Why we suddenly shift over to Skif and his gang of beardy freaks is almost irrelevant, since they add a dimension to the movie that it otherwise would have required. The outside threat to the paper towel roll pipe proceedings gets us cheering for the hopheads, hoping that they defeat those who would harsh our buzz. The sugar cube in the Boone's Farm ruse is resplendent, and the resulting visualization of the acid attack cements the film's sensationalism. Had it been paired up with the bonus feature about the aphrodisiacal aspects of pot (to be discussed in a moment), this would have been one of the best Something Weird Video releases of the year. As it stands, someone shouldn't have asked Alice to this tea party. Her simulated pork product really messes up Smoke and Flesh's insane incense and peppermints.
In addition to these two time capsules to chronic, SWV includes a wonderfully wonky docu-drama-mentary about the intimate benefits of the choicest cheeba. Clocking in at over 45 minutes, Aphrodisiac: The Sexual Secret of Marijuana is like another added attraction here (Alice runs about 58 minutes, Smoke lasts 64) and boy, is it a bippy. Mixing heavily edited hardcore (one scene features John Holmes) with man-on-the-street interviews and some pseudo-science about the stimulating virtues of doobage, this supposedly straight dissertation on dope is the ultimate excuse movie. When a couple complains about marital "issues," we witness the curative powers of herb in firsthand frig fashion. A boss (Holmes) describes how ganja relieves work-related stress, and we see the randy retreat in all its bush-pushing glory. From the ergodic factoids flashing across the screen to the step-by-step description on how to cut, clean, and roll your own hash hunk, Aphrodisiac is a real jaw-dropper, a dyed-in-the-wool-headed hoot that has to be seen to be shotgunned.

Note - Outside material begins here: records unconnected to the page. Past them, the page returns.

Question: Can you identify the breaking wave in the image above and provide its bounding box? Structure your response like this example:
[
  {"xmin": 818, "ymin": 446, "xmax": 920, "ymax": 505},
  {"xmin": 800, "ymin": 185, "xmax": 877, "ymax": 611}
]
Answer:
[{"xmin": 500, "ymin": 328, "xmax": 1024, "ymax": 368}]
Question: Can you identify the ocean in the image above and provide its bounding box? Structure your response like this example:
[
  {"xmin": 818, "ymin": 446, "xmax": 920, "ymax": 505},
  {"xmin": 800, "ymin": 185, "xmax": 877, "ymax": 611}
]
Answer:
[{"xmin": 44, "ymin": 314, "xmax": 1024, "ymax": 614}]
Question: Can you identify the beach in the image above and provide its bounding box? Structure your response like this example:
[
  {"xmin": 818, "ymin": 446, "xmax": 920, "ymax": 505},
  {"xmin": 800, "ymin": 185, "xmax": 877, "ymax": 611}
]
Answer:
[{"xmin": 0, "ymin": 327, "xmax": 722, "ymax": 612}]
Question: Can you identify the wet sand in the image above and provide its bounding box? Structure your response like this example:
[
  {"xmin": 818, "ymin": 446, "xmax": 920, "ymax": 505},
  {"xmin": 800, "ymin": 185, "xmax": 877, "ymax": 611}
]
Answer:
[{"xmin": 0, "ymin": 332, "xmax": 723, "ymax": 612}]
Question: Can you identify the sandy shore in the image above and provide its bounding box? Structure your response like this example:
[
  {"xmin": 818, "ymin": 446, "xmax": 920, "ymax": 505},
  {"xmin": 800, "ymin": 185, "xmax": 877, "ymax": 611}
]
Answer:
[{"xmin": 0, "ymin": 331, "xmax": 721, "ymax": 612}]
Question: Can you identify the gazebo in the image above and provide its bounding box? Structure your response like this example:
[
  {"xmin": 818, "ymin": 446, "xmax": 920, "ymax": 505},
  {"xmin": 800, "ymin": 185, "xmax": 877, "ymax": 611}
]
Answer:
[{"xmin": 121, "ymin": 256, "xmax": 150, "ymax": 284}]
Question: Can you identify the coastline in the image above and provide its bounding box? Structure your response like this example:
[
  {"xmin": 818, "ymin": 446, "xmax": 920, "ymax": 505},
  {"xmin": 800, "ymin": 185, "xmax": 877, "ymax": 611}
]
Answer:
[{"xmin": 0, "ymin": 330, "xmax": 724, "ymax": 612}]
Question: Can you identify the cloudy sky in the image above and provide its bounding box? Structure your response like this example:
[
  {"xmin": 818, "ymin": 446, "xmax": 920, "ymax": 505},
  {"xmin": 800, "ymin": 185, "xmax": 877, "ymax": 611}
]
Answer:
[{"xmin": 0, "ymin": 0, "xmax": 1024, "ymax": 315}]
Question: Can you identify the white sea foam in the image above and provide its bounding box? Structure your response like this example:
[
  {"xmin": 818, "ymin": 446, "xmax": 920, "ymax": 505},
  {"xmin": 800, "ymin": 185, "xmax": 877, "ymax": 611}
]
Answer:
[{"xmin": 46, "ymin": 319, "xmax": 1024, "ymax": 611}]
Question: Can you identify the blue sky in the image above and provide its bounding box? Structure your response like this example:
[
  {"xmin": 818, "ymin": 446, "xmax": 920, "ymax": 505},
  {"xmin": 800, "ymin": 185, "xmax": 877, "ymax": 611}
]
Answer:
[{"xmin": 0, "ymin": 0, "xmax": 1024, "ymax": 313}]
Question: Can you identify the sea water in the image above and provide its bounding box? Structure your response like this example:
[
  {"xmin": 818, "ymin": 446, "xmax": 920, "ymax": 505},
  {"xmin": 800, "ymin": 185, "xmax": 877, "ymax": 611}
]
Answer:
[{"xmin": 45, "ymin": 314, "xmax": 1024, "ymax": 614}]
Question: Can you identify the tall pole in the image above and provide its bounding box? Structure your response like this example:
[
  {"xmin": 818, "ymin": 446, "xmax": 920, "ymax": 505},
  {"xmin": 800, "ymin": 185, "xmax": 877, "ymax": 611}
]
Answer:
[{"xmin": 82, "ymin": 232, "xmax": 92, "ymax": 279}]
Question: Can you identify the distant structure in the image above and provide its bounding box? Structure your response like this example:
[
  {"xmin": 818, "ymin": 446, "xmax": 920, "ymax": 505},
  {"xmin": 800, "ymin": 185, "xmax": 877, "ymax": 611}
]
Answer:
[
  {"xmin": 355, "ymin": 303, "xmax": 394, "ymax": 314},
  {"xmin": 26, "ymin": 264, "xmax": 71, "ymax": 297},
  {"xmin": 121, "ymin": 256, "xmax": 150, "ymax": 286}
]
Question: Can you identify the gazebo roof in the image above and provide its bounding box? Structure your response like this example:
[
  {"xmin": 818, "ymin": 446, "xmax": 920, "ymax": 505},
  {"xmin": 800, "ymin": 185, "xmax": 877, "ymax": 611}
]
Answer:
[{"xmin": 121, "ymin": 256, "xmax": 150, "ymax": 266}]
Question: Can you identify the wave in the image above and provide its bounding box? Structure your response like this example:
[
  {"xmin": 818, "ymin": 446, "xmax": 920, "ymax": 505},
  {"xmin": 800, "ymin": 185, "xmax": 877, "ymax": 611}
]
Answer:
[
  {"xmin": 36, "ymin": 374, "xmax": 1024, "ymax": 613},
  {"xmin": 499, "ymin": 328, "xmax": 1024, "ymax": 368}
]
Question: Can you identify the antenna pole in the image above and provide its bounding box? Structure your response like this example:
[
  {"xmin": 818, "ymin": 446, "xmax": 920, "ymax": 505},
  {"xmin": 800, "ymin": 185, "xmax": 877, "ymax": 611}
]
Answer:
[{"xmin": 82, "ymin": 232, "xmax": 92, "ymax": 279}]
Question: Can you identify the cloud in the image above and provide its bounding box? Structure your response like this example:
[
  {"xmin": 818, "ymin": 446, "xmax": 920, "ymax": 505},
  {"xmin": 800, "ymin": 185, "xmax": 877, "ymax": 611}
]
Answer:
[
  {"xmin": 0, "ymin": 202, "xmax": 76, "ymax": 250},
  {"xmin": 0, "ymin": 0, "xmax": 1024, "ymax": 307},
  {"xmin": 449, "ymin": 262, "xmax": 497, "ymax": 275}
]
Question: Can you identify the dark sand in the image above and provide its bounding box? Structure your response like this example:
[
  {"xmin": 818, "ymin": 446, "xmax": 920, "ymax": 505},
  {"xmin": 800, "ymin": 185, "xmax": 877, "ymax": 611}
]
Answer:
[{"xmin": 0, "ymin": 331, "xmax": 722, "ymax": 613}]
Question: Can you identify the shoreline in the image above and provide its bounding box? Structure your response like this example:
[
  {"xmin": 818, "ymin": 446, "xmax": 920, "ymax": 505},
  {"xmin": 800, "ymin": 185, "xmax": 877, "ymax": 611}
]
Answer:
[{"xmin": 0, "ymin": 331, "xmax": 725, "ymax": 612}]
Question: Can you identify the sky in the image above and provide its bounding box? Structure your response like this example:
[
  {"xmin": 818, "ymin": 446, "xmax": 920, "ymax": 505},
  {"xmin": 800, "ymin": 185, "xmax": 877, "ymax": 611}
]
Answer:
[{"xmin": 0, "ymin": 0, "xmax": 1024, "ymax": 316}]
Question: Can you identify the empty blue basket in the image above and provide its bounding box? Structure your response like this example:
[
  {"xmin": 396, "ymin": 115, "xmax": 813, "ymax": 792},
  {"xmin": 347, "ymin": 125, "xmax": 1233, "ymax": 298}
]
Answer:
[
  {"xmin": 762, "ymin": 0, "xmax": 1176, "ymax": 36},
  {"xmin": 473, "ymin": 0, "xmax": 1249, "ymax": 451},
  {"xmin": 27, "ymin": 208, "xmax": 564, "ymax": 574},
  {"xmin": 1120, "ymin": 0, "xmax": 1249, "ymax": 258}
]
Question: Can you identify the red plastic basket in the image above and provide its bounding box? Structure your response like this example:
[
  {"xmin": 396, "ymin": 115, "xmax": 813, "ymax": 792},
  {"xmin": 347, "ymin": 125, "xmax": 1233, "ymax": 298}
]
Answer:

Rounding out the extras is a series of sensational trailers, each one focusing on a different facet of the foul scourge of drug abuse. Highlights include the hilarious Hopped-Up, the could-be-cool Confessions of an Opium Eater (featuring Vincent Price!), and needs-to-be on-DVD-now The Acid Eaters. Additionally, there's a swell new gallery of exploitation magazine covers, accompanied by a different set of radio rarities. On the sound and vision side, both movies are monochrome members of the troubled transfer society. While Smoke and Flesh shows almost no major flaws, Alice skips around like a rugrat on Benzedrine for the first few minutes. There is so much missing footage one has to wonder if the key to the film's lack of success is somewhere lost in the projection room ether. Also, towards the end, Alice has an acid trip that is rendered in rather routine, far too red color. Still, the 1.33:1 prints are clean for the most part, and have a nice sharp balance between black and white.
Anyone who matriculated during the madcap '60s and mindless '70s will cotton to this drugged-up double—nay, triple—feature like an addict to Amsterdam. Just don't expect Alice and her lousy LSD antics to venture anywhere near a cinematic wonderland. Her claim to the kingdom of crap is already staked out.